I gave Trevor the toast and made myself a veggie hash with the leftover veggies we had. IT WAS DELICIOUS! This was an amazing mid-week breakfast that tasted like a Sunday breakfast. I was so surprised and I got another dose of veggies in at breakfast time. Winning!
My best tip when cooking your veggies is cook the heartier veggies first before the leafy veggies so they are all ready at the same time. Enjoy!
Veggie Hash with a Fried Egg
Ingredients
- 2 tablespoons olive oil, divided
- 3 cups chopped veggies (I used a mix of small potatoes, red peppers and spinach)
- Kosher salt and freshly ground pepper
- 3 large eggs
- 1 avocado
- Optional: toast, turkey bacon slices, breakfast sausage, tomatoes, or any other veg you have on hand
Directions
- In a large frying pan, saute chopped potatoes in 1 tablespoon oil until they begin to soften, about 5 minutes.
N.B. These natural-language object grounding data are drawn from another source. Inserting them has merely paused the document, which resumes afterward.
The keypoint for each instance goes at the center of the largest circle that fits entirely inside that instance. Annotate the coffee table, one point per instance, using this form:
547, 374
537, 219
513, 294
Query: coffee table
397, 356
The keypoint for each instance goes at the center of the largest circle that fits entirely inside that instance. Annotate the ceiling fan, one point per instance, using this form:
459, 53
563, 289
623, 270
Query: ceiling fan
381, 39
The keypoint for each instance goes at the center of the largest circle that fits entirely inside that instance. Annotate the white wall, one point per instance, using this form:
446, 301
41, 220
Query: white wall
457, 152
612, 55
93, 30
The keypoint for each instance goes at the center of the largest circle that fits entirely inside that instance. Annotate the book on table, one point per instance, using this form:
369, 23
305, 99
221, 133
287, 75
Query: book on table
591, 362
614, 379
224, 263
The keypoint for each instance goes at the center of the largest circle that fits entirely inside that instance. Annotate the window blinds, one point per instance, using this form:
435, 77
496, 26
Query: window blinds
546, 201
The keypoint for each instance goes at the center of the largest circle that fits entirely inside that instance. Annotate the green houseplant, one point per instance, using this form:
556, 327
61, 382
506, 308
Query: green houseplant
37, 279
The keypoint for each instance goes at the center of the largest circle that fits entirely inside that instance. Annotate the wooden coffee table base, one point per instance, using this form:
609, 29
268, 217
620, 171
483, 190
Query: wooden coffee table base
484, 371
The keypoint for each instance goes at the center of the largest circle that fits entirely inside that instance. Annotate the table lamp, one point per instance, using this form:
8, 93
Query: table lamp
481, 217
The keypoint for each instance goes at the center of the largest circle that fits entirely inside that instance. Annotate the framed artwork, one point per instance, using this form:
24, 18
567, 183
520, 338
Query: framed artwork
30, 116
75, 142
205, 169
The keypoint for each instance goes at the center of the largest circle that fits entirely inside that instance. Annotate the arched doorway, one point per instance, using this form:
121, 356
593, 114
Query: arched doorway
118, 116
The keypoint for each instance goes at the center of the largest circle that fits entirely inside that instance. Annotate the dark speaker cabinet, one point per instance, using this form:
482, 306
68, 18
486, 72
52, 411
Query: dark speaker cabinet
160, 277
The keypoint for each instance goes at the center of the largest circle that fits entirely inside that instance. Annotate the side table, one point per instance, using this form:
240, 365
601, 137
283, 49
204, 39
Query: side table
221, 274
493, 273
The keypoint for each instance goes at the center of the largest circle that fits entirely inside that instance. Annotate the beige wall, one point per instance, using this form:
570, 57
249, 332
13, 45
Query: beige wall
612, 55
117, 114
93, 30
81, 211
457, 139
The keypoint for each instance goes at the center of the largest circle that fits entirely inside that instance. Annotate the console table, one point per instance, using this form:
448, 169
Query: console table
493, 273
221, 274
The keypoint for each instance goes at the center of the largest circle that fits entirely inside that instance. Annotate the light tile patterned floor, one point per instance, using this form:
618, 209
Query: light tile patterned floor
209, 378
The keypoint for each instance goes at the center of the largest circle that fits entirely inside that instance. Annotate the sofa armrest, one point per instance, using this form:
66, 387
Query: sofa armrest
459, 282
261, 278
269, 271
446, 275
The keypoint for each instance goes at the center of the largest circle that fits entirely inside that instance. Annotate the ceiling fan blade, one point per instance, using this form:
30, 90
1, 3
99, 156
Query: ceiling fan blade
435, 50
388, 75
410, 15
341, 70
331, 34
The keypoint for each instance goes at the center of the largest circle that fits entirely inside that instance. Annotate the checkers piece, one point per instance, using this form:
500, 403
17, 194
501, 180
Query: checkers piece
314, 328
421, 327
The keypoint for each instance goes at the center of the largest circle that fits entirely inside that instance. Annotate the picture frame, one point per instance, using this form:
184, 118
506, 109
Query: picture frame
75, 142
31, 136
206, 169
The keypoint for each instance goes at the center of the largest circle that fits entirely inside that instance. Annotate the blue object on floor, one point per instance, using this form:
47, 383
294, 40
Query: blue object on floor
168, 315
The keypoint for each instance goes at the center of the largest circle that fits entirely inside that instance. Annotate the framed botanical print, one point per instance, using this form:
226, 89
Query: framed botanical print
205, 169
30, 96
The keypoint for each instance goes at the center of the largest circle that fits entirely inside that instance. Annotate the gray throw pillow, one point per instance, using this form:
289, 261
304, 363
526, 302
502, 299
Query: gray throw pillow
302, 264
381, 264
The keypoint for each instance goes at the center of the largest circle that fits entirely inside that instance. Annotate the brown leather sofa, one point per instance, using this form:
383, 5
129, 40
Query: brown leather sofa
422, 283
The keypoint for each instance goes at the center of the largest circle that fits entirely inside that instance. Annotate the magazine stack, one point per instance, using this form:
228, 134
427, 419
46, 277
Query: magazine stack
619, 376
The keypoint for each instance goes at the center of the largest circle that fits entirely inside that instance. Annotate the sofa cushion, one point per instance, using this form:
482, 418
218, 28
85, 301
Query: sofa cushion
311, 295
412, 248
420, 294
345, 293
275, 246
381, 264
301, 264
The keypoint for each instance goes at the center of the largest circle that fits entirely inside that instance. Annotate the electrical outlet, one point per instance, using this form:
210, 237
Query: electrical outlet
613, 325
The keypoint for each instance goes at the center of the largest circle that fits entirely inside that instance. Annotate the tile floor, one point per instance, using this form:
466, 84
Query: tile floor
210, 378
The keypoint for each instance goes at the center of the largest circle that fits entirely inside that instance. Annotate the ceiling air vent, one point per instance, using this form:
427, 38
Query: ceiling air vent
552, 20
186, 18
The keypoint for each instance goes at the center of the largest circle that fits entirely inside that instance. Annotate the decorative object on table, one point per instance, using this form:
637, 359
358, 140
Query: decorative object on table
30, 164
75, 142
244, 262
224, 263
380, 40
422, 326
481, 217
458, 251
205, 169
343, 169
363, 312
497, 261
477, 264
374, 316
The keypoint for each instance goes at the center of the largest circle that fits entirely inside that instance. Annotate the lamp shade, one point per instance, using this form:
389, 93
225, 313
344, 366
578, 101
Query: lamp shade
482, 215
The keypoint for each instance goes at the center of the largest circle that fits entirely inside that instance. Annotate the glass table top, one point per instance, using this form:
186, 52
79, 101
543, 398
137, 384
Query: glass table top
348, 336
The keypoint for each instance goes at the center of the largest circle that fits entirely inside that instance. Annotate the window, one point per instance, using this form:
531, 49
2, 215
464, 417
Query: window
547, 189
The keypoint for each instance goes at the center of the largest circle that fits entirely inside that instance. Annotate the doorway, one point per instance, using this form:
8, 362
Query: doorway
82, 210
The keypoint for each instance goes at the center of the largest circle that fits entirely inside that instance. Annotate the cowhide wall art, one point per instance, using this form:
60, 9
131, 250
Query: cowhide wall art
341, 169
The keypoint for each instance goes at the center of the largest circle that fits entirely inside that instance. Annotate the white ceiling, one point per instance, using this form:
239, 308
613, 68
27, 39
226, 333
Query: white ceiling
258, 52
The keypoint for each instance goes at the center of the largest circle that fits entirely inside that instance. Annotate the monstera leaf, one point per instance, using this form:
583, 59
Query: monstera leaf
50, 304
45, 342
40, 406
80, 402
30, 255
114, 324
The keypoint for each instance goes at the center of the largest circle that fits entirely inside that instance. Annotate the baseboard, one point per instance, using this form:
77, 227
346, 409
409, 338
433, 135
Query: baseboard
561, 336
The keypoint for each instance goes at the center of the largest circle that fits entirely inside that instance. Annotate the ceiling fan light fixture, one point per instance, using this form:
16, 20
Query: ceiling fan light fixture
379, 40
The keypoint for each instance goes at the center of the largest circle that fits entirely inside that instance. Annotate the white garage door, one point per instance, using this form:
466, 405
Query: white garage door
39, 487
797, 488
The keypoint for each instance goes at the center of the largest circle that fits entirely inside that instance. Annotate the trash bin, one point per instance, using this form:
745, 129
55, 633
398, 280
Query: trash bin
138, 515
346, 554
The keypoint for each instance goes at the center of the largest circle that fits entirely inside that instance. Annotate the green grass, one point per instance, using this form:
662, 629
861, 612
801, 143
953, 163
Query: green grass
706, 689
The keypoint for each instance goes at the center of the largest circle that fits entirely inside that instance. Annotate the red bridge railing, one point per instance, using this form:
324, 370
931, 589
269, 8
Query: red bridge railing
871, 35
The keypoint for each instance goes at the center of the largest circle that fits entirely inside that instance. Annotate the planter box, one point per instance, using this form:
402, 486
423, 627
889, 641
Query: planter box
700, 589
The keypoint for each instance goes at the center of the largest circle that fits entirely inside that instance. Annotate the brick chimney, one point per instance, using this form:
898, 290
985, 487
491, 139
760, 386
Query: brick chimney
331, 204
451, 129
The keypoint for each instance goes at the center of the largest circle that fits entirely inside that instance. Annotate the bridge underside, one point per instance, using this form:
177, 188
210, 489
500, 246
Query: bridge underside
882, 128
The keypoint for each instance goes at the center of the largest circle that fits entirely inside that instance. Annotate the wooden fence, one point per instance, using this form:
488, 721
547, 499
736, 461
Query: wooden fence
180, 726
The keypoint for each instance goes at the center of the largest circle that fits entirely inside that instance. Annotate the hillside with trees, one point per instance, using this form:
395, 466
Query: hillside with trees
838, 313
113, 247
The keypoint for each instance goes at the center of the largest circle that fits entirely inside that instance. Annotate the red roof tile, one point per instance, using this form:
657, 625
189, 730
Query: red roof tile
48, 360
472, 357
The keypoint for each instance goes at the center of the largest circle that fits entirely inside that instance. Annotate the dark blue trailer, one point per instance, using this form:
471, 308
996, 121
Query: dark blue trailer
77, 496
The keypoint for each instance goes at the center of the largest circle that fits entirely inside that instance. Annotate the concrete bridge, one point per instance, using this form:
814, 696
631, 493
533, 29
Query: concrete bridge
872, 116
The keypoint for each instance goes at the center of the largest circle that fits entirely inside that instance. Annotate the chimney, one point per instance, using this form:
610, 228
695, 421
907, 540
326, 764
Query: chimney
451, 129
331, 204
Season with salt and pepper. Then, add in peppers and cook for 3-4 minutes. Season again with salt and pepper. Mix in the spinach and remove just as the leaves being to wilt. Season with salt and pepper for the last time and remove from heat. Set veggies aside.
- In the same pan, add in remaining oil and crack eggs. Fry for 2-3 minutes, or until cooked to desired doneness. Remove from heat and assemble – veggie hash first, egg/eggs next, top with avocado and any other toppings you have on hand (I added turkey bacon and tomatoes). Enjoy!